# I miss "I Mother Earth"



## puckhead (Sep 8, 2008)

[youtube=object]STN2F1oEbdY[/youtube]

[youtube=object]F-Y0U6accEo[/youtube]


they had such a great groove.


----------



## mrmatt1972 (Apr 3, 2008)

me too.

I used to see them in bars in the KW area. Our Lady Peace used to open for them all the time. Shame that their fortunes were reversed.

matt


----------



## ezcomes (Jul 28, 2008)

i love edwin IME...i never got the chance to see them play...and regret it...they have some great jams!


----------



## Starbuck (Jun 15, 2007)

LOL! I was Listening to Used to be alright and Like a Girl this morning! LOVE IME!


----------



## Vox71 (Mar 25, 2008)

For all of you who are nostalgic, Edwin tends bar at Tattoo Rock Parlour on Queen West. Maybe you can stop by, and talk about glory days with him as he serves you a beer.


----------



## Starbuck (Jun 15, 2007)

Vox71 said:


> For all of you who are nostalgic, Edwin tends bar at Tattoo Rock Parlour on Queen West. Maybe you can stop by, and talk about glory days with him as he serves you a beer.


Is he still hot???


----------



## Vox71 (Mar 25, 2008)

He still looks the same... just a little older. You can definitely see the wrinkles now. I'm sure life on the road has added a couple of years to him.


----------



## ezcomes (Jul 28, 2008)

doesn't he have a new album out, and one soon to be coming out with the ex-OLP guitarist?


----------



## Peter (Mar 25, 2008)

ezcomes said:


> doesn't he have a new album out, and one soon to be coming out with the ex-OLP guitarist?

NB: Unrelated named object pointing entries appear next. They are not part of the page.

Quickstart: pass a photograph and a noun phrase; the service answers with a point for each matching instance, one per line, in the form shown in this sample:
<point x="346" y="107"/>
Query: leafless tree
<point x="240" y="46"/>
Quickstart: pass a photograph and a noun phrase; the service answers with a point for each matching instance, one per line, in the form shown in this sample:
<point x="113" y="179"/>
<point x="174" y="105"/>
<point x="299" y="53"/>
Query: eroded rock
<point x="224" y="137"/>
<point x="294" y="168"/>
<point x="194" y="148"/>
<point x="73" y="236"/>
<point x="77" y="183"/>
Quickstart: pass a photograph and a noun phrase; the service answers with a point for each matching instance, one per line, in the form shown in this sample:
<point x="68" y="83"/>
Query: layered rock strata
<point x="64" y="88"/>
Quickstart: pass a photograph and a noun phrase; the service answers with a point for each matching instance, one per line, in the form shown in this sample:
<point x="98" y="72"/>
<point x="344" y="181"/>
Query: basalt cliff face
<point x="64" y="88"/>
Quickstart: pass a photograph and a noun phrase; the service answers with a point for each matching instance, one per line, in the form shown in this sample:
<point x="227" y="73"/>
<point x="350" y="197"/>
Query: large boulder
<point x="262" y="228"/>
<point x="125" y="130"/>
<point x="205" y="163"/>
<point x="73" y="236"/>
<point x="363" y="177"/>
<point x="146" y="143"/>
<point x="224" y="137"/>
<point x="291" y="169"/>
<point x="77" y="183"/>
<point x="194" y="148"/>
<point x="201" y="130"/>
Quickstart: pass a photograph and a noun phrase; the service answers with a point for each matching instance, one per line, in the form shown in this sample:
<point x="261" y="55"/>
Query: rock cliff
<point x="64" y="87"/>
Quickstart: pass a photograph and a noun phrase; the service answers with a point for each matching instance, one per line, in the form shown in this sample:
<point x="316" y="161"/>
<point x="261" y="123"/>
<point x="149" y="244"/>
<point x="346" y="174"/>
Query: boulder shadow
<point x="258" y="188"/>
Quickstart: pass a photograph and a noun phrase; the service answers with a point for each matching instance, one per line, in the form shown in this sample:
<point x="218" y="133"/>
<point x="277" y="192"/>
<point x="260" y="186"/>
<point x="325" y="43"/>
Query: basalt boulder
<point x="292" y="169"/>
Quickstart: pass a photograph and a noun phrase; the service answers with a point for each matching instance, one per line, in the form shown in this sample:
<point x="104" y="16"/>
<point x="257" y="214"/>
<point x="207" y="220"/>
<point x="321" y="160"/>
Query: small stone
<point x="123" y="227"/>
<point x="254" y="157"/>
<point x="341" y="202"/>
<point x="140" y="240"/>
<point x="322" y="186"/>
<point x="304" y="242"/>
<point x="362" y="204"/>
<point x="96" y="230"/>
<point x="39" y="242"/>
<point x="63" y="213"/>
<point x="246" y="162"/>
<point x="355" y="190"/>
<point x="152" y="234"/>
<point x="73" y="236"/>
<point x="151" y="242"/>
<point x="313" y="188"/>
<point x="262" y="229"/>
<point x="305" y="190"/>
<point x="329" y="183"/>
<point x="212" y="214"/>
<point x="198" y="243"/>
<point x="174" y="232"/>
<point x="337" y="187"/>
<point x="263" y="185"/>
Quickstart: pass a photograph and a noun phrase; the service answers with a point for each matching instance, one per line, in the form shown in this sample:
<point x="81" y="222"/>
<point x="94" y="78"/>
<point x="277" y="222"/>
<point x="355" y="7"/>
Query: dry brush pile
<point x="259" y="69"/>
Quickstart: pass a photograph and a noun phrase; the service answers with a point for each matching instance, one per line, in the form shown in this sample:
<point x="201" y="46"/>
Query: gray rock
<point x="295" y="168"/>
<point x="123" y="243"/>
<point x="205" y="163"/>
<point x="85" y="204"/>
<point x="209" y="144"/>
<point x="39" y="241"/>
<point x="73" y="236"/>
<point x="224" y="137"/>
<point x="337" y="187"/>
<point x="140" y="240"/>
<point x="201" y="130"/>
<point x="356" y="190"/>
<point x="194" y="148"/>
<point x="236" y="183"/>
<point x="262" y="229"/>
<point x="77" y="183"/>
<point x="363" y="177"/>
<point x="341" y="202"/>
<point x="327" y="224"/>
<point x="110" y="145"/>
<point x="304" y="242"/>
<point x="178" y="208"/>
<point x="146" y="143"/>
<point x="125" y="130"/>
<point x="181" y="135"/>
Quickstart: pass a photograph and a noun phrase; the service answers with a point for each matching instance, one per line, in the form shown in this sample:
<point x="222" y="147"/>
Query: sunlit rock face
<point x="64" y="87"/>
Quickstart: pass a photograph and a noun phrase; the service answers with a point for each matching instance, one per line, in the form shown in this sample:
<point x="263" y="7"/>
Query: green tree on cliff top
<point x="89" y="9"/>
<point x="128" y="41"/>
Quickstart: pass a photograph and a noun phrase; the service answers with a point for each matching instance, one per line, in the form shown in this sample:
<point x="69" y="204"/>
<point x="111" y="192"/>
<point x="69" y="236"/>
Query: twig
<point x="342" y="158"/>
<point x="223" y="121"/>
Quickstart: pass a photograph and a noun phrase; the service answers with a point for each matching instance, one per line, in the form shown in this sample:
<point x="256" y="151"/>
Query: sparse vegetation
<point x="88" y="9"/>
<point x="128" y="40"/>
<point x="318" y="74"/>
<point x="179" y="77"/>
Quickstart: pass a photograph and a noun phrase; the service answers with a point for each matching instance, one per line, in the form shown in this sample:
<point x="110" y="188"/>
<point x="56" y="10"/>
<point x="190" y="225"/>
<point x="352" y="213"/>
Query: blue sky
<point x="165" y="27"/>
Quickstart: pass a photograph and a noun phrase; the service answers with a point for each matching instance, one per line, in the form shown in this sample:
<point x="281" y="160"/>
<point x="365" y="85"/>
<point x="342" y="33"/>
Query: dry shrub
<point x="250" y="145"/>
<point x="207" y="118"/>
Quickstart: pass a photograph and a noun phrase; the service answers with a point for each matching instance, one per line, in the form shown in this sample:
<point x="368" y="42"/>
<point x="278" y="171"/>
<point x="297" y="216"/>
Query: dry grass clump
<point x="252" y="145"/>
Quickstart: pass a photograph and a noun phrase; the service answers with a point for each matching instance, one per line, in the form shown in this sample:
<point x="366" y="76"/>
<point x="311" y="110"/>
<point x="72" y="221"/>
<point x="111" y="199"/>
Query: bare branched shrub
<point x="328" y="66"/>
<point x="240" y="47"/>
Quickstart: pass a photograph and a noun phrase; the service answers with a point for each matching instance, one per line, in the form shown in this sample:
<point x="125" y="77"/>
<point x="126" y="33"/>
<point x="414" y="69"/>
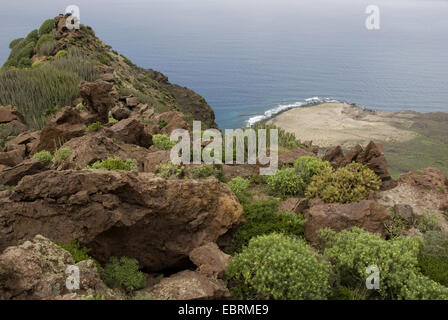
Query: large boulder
<point x="210" y="260"/>
<point x="10" y="176"/>
<point x="13" y="157"/>
<point x="131" y="131"/>
<point x="37" y="268"/>
<point x="372" y="156"/>
<point x="66" y="124"/>
<point x="99" y="96"/>
<point x="116" y="213"/>
<point x="367" y="214"/>
<point x="289" y="157"/>
<point x="190" y="285"/>
<point x="98" y="146"/>
<point x="422" y="192"/>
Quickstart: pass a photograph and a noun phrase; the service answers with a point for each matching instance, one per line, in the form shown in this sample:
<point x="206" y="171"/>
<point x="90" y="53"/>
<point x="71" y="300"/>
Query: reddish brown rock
<point x="373" y="157"/>
<point x="116" y="213"/>
<point x="425" y="191"/>
<point x="95" y="147"/>
<point x="289" y="157"/>
<point x="10" y="113"/>
<point x="336" y="157"/>
<point x="131" y="131"/>
<point x="297" y="205"/>
<point x="190" y="285"/>
<point x="11" y="176"/>
<point x="132" y="102"/>
<point x="99" y="96"/>
<point x="174" y="119"/>
<point x="37" y="270"/>
<point x="153" y="159"/>
<point x="367" y="214"/>
<point x="66" y="124"/>
<point x="210" y="260"/>
<point x="13" y="157"/>
<point x="120" y="112"/>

Ya I heard something about this a while ago, I hope it works out! I badly miss IME but not for Edwin, I always thought the guitars sounded just awesome. A real treat to listen to.


----------



## puckhead (Sep 8, 2008)

ezcomes said:


> they have some great jams!


they absolutely blew me away with one of the things they did the first time I saw them in concert (Commodore Ballroom). 
Everyone in the band grabbed a percussion instrument, and just built up this monster groove. It was epic. One of my favourite "live moments" to date.


I think one of the brothers from the band is now in Toronto's version of the Blue Man Group.


----------



## TubeStack (Jul 16, 2009)

Good guitar player, hokey bunch-of-sections-strung-together songwriting, absolute cheeseball of a singer.


----------



## hollowbody (Jan 15, 2008)

I really liked the first couple albums and then when Edwin left, the wheels came off that wagon. The albums afterward were pretty forgettable.

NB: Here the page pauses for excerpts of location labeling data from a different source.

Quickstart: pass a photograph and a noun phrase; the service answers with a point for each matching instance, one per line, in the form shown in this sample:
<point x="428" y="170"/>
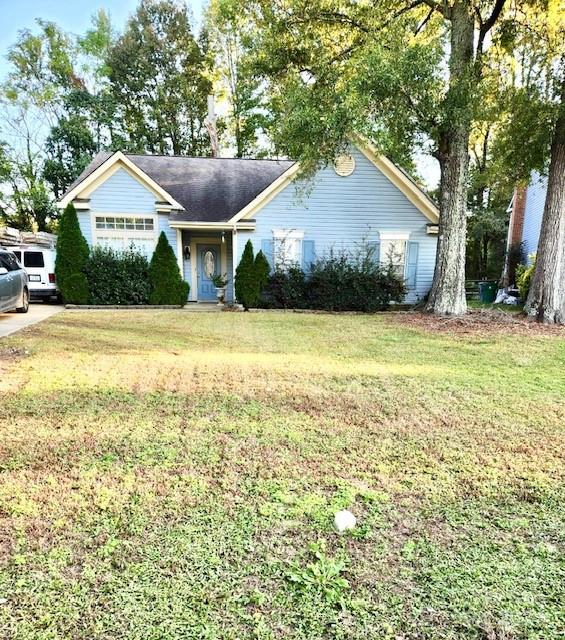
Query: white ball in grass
<point x="344" y="520"/>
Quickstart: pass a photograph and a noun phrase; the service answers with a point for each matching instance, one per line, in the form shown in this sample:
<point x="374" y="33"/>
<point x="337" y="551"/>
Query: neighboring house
<point x="209" y="208"/>
<point x="526" y="213"/>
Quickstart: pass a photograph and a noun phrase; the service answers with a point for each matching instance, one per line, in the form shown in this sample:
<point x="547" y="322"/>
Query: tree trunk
<point x="546" y="299"/>
<point x="447" y="295"/>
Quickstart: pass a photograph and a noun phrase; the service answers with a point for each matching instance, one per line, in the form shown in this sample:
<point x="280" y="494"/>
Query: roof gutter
<point x="220" y="226"/>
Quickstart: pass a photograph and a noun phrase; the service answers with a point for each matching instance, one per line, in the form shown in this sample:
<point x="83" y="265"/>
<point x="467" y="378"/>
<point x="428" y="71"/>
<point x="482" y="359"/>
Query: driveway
<point x="12" y="322"/>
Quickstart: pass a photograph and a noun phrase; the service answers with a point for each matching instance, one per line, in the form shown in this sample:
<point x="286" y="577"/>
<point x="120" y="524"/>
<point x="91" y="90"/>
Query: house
<point x="526" y="214"/>
<point x="209" y="207"/>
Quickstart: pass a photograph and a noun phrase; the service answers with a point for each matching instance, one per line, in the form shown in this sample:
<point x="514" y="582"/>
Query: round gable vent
<point x="344" y="165"/>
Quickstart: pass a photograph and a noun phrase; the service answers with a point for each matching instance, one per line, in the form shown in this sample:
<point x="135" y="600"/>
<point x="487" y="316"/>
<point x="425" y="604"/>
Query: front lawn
<point x="169" y="475"/>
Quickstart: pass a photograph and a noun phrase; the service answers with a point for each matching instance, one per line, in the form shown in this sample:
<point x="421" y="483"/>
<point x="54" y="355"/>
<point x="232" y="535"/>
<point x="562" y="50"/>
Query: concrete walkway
<point x="12" y="322"/>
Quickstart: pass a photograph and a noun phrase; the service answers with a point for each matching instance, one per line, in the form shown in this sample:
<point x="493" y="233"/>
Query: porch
<point x="207" y="251"/>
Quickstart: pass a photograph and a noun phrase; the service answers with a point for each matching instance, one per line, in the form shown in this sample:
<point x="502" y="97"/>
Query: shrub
<point x="353" y="283"/>
<point x="71" y="258"/>
<point x="167" y="285"/>
<point x="246" y="282"/>
<point x="524" y="274"/>
<point x="285" y="289"/>
<point x="118" y="277"/>
<point x="336" y="283"/>
<point x="262" y="270"/>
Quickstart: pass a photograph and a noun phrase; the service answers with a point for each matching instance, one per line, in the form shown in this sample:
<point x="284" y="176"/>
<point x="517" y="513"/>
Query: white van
<point x="39" y="262"/>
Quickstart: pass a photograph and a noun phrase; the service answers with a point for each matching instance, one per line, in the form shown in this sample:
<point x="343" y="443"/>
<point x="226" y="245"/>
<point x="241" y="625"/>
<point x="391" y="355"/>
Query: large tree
<point x="403" y="72"/>
<point x="546" y="299"/>
<point x="159" y="78"/>
<point x="231" y="35"/>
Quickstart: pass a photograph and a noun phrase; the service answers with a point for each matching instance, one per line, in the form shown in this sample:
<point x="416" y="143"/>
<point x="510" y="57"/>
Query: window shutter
<point x="412" y="265"/>
<point x="375" y="251"/>
<point x="308" y="255"/>
<point x="267" y="249"/>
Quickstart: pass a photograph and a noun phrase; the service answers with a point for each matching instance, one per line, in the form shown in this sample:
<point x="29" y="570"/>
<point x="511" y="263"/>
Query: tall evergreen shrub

And I've bought many a beer from Edwin at Tattoo. I hear he has a stake in the place, but that might just be hearsay.


----------



## Powdered Toast Man (Apr 6, 2006)

hollowbody said:


> I really liked the first couple albums and then when Edwin left, the wheels came off that wagon. The albums afterward were pretty forgettable.
> 
> And I've bought many a beer from Edwin at Tattoo. I hear he has a stake in the place, but that might just be hearsay.

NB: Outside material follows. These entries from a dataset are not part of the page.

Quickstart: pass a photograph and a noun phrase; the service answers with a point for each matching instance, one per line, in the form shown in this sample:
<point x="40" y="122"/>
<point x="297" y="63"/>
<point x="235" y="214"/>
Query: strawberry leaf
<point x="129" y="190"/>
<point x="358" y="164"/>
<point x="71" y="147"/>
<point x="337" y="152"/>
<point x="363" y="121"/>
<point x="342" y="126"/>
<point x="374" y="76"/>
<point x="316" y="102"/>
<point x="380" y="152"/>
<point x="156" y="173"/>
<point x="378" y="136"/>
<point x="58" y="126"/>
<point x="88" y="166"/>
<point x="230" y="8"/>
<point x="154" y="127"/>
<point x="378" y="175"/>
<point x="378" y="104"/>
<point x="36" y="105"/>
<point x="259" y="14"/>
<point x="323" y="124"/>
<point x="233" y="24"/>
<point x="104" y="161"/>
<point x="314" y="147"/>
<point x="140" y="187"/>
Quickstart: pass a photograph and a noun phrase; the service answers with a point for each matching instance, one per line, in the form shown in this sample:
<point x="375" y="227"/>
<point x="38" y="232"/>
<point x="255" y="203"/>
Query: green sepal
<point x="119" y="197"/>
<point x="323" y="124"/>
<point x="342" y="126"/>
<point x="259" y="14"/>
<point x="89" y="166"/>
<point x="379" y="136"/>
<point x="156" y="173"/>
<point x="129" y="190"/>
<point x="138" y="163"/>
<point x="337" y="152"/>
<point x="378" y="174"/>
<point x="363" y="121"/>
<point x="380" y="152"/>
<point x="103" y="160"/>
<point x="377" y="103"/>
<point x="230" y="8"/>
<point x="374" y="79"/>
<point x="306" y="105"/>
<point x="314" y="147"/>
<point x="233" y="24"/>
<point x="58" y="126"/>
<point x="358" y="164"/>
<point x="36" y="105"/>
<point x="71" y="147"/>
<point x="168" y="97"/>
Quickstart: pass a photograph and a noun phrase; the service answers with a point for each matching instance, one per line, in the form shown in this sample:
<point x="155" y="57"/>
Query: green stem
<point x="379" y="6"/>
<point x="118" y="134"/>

You mean when he was asked to leave? The "new" singer, Brian, was way better. Saw them live with Edwin, then again with Brian and it was no contest - Brian's vocals blew Edwin's away. They did all the old singles and they were bang on.


----------



## bscott (Mar 3, 2008)

Gently We Go reminds me of the late soxties/early seventies and ending up in a late night or after hours place listening to bands or mixes of different band members doing jams and extended jams. Mmmmmm. Those were the days - care free, stoned and sleeping all day.


----------



## TubeStack (Jul 16, 2009)

Shit, I forgot all about the second-singer phase...


----------